Barajas’ point speaks to another layer of AEW’s success, in that it provides another avenue for the fan experience. Wrestling is far more diverse than its detractors give it credit for and the same goes for the fans. The audience is markedly different from the jingoistic base of UFC, for example.

Furthermore, fans who have grown disillusioned with WWE’s expansion and business dealings can now look elsewhere. As a global corporation, WWE has direct deals and agreements with businesses and governments alike. The company, for example, makes billions from its lucrative contract with the Saudi General Sports Authority.

The McMahon family no longer fully owns and runs WWE, but it still has a stake in the company and has used its status, as well as its longtime friendship with the Trump family, to further its influence. Matriarch Linda McMahon is currently the Secretary of Education (we’ve all seen how well that’s gone!). Meanwhile, WWE Chief Content Officer Paul Levesque (fka wrestler Triple H), who married into the McMahon family, is a member of the President’s Council on Sports, Fitness and Nutrition.
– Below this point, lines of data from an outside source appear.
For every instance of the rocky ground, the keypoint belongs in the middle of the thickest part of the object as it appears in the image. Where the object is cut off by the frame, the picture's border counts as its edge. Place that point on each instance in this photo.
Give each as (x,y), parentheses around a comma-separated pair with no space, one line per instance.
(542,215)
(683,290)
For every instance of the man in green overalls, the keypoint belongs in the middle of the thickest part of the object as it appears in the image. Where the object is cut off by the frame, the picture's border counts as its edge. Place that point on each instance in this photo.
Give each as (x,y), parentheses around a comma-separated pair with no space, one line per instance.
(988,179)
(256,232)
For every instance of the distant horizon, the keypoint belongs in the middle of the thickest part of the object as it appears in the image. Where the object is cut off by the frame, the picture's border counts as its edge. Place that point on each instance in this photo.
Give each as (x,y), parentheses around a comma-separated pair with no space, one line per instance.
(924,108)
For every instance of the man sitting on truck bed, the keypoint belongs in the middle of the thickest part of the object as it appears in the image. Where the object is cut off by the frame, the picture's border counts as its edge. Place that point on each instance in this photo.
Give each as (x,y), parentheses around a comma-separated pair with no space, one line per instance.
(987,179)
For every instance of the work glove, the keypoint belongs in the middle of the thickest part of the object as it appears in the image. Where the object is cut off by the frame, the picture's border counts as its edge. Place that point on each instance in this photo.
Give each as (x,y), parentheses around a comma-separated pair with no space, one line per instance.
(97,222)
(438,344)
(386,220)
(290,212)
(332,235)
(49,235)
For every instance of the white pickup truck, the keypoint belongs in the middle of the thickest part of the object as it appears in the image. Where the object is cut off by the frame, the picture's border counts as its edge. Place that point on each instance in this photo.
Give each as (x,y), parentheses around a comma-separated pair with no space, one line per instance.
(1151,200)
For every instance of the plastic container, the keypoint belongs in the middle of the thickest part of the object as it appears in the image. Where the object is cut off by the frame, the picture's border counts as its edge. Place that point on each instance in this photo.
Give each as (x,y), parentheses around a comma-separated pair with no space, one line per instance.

It would be a mistake to simplify things as one company simply being more progressive than the other. AEW is still a business with a billionaire at the helm with a roster of wrestlers who don’t all think alike. 
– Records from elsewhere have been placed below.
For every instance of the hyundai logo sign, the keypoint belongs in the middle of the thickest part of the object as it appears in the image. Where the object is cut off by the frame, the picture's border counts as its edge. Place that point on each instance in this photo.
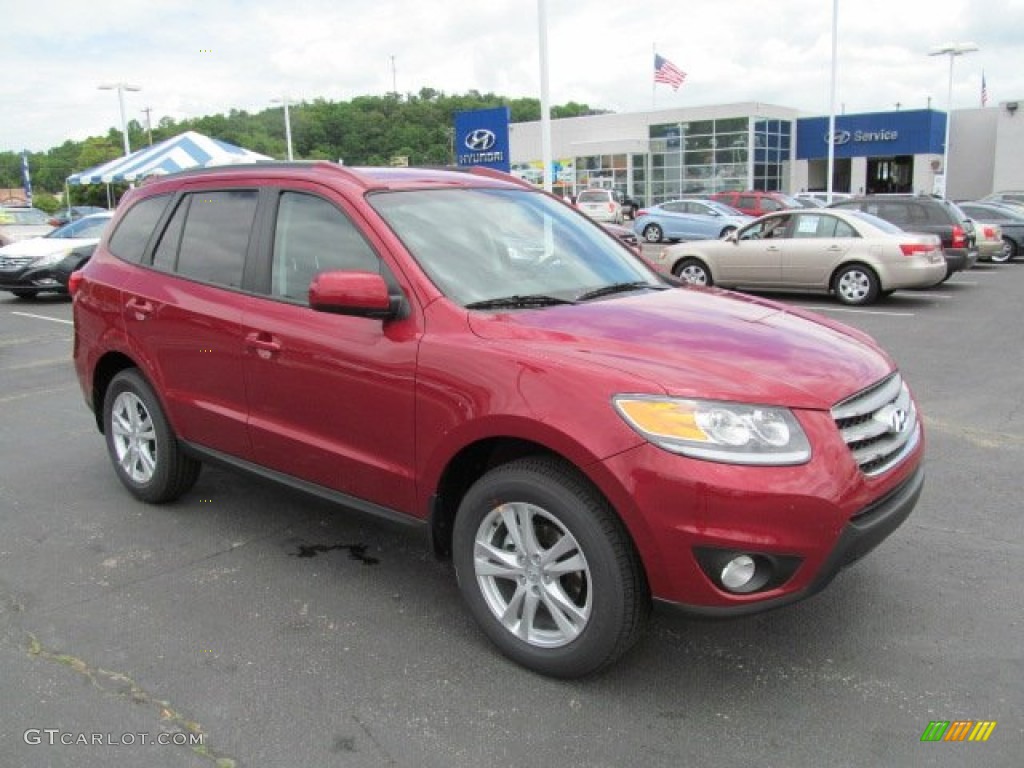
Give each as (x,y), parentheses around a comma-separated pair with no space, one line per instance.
(480,140)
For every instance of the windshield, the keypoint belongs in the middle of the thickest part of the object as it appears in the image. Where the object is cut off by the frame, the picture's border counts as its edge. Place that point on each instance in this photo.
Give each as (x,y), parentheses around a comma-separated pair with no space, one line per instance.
(23,216)
(85,227)
(480,245)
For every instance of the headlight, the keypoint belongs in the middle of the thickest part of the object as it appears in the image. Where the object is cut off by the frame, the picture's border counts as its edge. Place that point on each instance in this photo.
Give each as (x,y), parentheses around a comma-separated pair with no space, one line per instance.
(729,432)
(50,259)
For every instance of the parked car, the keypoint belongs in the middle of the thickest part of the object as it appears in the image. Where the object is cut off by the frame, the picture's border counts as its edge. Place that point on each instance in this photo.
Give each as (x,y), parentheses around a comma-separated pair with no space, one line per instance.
(1013,197)
(921,213)
(73,213)
(625,235)
(22,223)
(1010,219)
(821,197)
(463,352)
(989,241)
(601,205)
(855,256)
(756,203)
(687,219)
(44,264)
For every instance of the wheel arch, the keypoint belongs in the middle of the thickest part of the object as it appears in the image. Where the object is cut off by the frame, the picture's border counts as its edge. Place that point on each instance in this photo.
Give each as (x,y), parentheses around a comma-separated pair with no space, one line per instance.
(476,459)
(107,368)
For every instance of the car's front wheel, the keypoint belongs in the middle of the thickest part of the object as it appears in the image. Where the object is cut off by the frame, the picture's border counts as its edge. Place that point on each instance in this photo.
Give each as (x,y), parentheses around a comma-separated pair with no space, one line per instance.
(693,271)
(856,285)
(145,454)
(548,569)
(652,233)
(1008,252)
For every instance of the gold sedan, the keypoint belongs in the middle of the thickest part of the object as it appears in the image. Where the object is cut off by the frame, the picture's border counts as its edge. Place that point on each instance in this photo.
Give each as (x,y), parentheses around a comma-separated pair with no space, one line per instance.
(853,255)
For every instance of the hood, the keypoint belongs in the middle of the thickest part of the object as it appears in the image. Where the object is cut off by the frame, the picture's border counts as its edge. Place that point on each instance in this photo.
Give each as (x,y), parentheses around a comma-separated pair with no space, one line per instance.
(702,343)
(14,232)
(35,247)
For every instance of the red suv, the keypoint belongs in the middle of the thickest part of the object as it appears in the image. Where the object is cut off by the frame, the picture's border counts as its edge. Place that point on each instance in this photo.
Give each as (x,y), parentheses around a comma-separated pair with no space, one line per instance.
(468,354)
(757,203)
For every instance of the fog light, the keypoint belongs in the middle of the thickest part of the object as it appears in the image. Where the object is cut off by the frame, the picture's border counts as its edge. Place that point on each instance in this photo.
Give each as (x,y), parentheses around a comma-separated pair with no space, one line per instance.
(738,572)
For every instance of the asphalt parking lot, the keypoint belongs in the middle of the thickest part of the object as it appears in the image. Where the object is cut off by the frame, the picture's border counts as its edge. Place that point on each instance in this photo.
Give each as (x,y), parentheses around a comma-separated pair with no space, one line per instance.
(269,630)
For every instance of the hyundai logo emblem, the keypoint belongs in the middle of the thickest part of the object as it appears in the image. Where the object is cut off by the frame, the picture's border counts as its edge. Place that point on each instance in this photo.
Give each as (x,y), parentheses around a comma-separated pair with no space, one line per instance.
(480,140)
(897,421)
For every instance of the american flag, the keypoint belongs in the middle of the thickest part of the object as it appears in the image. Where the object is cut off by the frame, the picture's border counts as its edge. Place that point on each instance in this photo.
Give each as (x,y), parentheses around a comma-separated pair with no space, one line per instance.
(666,72)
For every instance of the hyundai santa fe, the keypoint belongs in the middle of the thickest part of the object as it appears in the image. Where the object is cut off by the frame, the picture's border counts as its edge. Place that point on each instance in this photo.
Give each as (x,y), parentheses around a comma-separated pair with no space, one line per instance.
(471,355)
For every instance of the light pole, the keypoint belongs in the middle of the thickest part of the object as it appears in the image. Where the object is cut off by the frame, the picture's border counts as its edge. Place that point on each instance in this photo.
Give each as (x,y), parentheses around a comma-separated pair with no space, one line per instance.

Case in point, MMA fighter Ronda Rousey made a cameo appearance at Revolution to support her real-life friend, wrestler Marina Shafir. As Barajas pointed out, Rousey has made anti-trans statements in the past, yet there she was at an AEW event.
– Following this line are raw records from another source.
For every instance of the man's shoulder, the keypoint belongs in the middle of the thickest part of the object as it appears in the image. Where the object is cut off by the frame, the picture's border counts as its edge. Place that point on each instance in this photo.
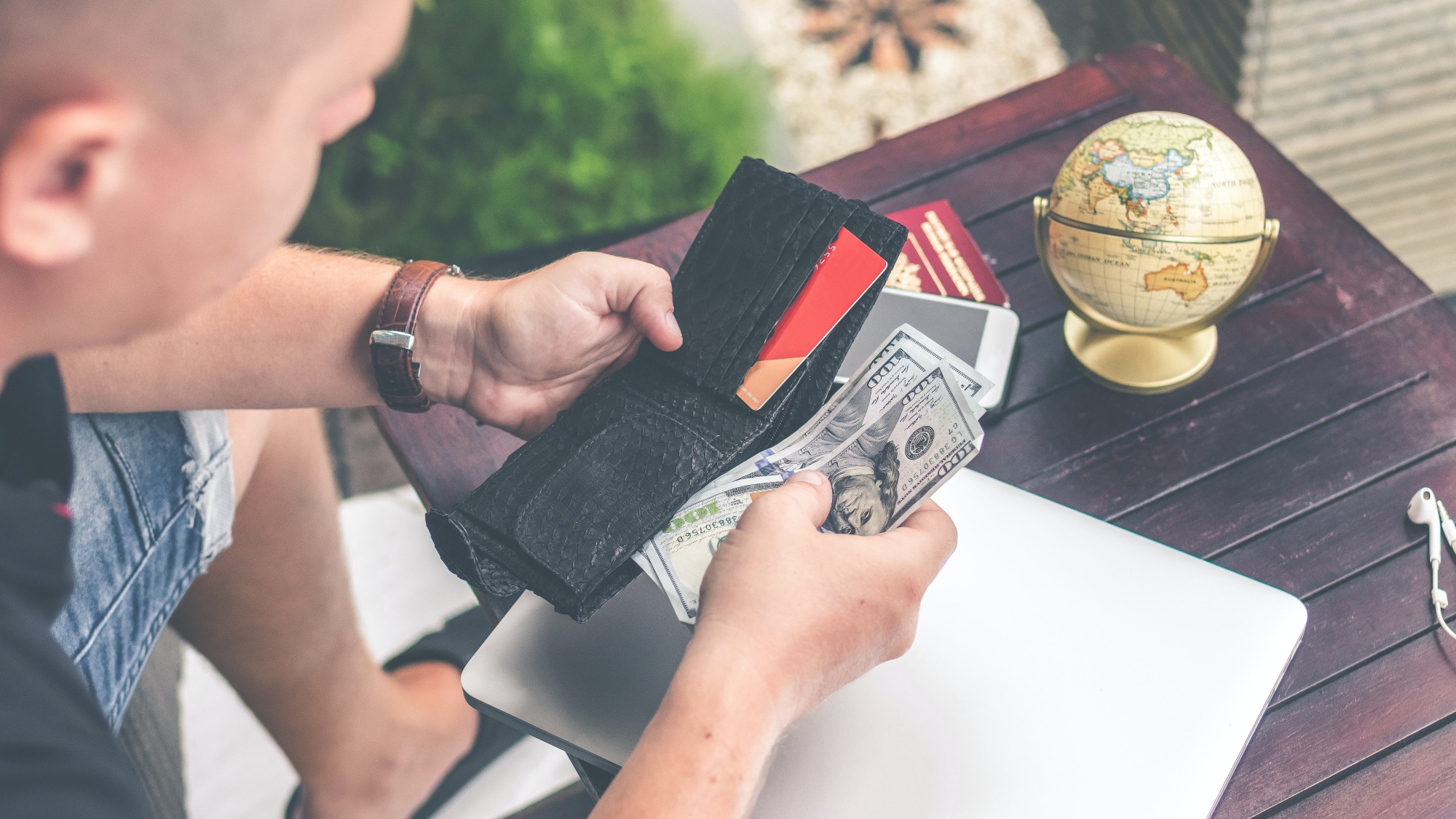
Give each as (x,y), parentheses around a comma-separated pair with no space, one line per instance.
(58,755)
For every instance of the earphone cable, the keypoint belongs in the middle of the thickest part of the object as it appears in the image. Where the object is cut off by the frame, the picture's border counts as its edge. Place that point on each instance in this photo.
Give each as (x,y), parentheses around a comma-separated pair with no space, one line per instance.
(1441,618)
Timeless Toni Storm (left) faces off against Rhonda Rousey who made a short cameo appearance at AEW Revolution.Courtesy of Erwin Recinos for L.A. Taco

“I understand that other people have different points of view, but that doesn't mean I have to support it. What’s awesome about wrestling is that I can tune in and tune out whenever I want,” said Barajas. “I try to just enjoy the wrestling and leave it at that. It doesn’t need to have any life outside of that. It’s like bubble gum. I chew it up and spit it out and I’ll get another piece later.”

“There’s plenty of folks who are looking beyond what’s happening on the TV screen who are like, ‘why would I ever support this company if that’s where my money is going?’” said Seilhan. “It’s pretty clear that your money goes to a maybe-not great place over here [gestures to his right], and over here [gestures to his left], it’s still going to a billionaire . . . but it’s a lot less gross.”

The good news is that there are plenty of “less gross” options to choose from as well as options in wrestling styles to choose from. Fans can choose between over-the-top pageantry and backstage drama, straight-up technical wrestling packed with holds and submissions, masked and unmasked lucha libre, violent, bloody extreme wrestling . . . the list goes on. Oftentimes, these styles overlap and are featured within the same company.

“There's more wrestling now than there has been for a very long time, and so much of it is so much better than it used to be, too,” said Seilhan.

Anyone who’s kept up with the industry would be sure to agree, and this month’s AEW Revolution was a great example of that. The action was practically nonstop, and the event card had something to offer everyone. For nearly six hours, thousands of fans, including Seilhan and Barajas, bore witness to one of the best nights of wrestling in recent memory.